46. Filippou G, Scirè CA, Adinolfi A, Damjanov NS, Carrara G, Bruyn GAW, et al.. Identification of calcium pyrophosphate deposition disease (CPPD) by ultrasound: reliability of the OMERACT definitions in an extended set of joints—an international multiobserver study by the OMERACT calcium pyrophosphate deposition disease ultrasound subtask force. Ann Rheum Dis. (2018) 77:annrheumdis-2017-212542–1199. doi: 10.1136/annrheumdis-2017-212542 [CrossRef] [Google Scholar]

47. Pascart T, Norberciak L, Legrand J, Becce F, Budzik JF. Dual-energy computed tomography in calcium pyrophosphate deposition: initial clinical experience. Osteoarthr Cartil. (2019) 27:1309–14. doi: 10.1016/j.joca.2019.05.007, PMID: [PubMed] [CrossRef] [Google Scholar]

48. Cipolletta E, Di Matteo A, Scanu A, Isidori M, Di Battista J, Punzi L, et al.. Biologics in the treatment of calcium pyrophosphate deposition disease: a systematic literature review. Clin Exp Rheumatol. (2020) 79:447–8. doi: 10.1136/annrheumdis-2020-eular.1080 [CrossRef] [Google Scholar]

49. Dumusc A, Pazar Maldonado B, Benaim C, Zufferey P, Aubry-Rozier B, So A. Anakinra compared to prednisone in the treatment of acute CPPD crystal arthritis: a randomized controlled double-blinded pilot study. Joint Bone Spine. (2021) 88:105088. doi: 10.1016/j.jbspin.2020.105088, PMID: [PubMed] [CrossRef] [Google Scholar]

50. Latourte A, Ea HK, Frazier A, Blanchard A, Lioté F, Marotte H, et al.. Tocilizumab in symptomatic calcium pyrophosphate deposition disease: a pilot study. Ann Rheum Dis. (2020) 79:1126–8. doi: 10.1136/annrheumdis-2020-217188, PMID: [PubMed] [CrossRef] [Google Scholar]

51. Yang S, Varghese P, Stephenson E, Tu K, Gronsbell J. Machine learning approaches for electronic health records phenotyping: a methodical review. J Am Med Inform Assoc. (2023) 30:367–81. doi: 10.1093/jamia/ocac216, PMID: [PMC free article] [PubMed] [CrossRef] [Google Scholar]
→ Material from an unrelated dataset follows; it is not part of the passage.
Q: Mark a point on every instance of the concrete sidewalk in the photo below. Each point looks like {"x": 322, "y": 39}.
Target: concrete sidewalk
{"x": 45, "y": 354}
52. Tedeschi SK, Cai T, He Z, Ahuja Y, Hong C, Yates KA, et al.. Classifying Pseudogout using machine learning approaches with electronic health record data. Arthritis Care Res. (2021) 73:442–8. doi: 10.1002/acr.24132, PMID: [PMC free article] [PubMed] [CrossRef] [Google Scholar]

53. Tedeschi SK, Becce F, Pascart T, Guermazi A, Budzik JF, Dalbeth N, et al.. Imaging features of calcium pyrophosphate deposition disease: consensus definitions from an international multidisciplinary working group. Arthritis Care Res. (2023) 75:825–34. doi: 10.1002/acr.24898, PMID: [PMC free article] [PubMed] [CrossRef] [Google Scholar]
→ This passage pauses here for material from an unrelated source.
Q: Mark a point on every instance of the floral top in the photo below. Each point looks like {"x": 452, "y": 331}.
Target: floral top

54. Abhishek A, Tedeschi SK, Pascart T, Latourte A, Dalbeth N, Neogi T, et al.. The 2023 ACR/EULAR classification criteria for calcium pyrophosphate deposition disease. Arthritis Rheumatol. (2023) 75:1703–13. doi: 10.1002/art.42619, PMID: [PMC free article] [PubMed] [CrossRef] [Google Scholar]
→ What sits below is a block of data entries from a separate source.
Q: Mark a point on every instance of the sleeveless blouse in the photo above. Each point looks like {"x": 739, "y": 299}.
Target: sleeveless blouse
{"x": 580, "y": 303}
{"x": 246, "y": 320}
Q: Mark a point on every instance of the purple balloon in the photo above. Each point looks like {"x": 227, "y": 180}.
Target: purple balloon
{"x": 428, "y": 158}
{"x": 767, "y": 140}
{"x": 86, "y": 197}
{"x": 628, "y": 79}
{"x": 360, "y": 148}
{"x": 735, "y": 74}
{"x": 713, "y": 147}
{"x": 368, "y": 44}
55. Pascart T, Robinet P, Ottaviani S, Leroy R, Segaud N, Pacaud A, et al.. Evaluating the safety and short-term equivalence of colchicine versus prednisone in older patients with acute calcium pyrophosphate crystal arthritis (COLCHICORT): an open-label, multicentre, randomised trial. Lancet Rheumatol. (2023) 5:e523–31. doi: 10.1016/S2665-9913(23)00165-0, PMID: [PubMed] [CrossRef] [Google Scholar]

56. Sirotti S, Terslev L, Filippucci E, Iagnocco A, Moller I, Naredo E, et al.. Development and validation of an OMERACT ultrasound scoring system for the extent of calcium pyrophosphate crystal deposition at the joint level and patient level. Lancet Rheumatol. (2023) 5:e474–82. doi: 10.1016/S2665-9913(23)00136-4, PMID: [PubMed] [CrossRef] [Google Scholar]

Calcium pyrophosphate deposition disease: historical overview and potential gaps (2024)
Top Articles
Latest Posts
Article information

Author: Mrs. Angelic Larkin

Last Updated:

Views: 6142

Rating: 4.7 / 5 (67 voted)

Reviews: 82% of readers found this page helpful

Author information

Name: Mrs. Angelic Larkin

Birthday: 1992-06-28

Address: Apt. 413 8275 Mueller Overpass, South Magnolia, IA 99527-6023

Phone: +6824704719725

Job: District Real-Estate Facilitator

Hobby: Letterboxing, Vacation, Poi, Homebrewing, Mountain biking, Slacklining, Cabaret

Introduction: My name is Mrs. Angelic Larkin, I am a cute, charming, funny, determined, inexpensive, joyous, cheerful person who loves writing and wants to share my knowledge and understanding with you.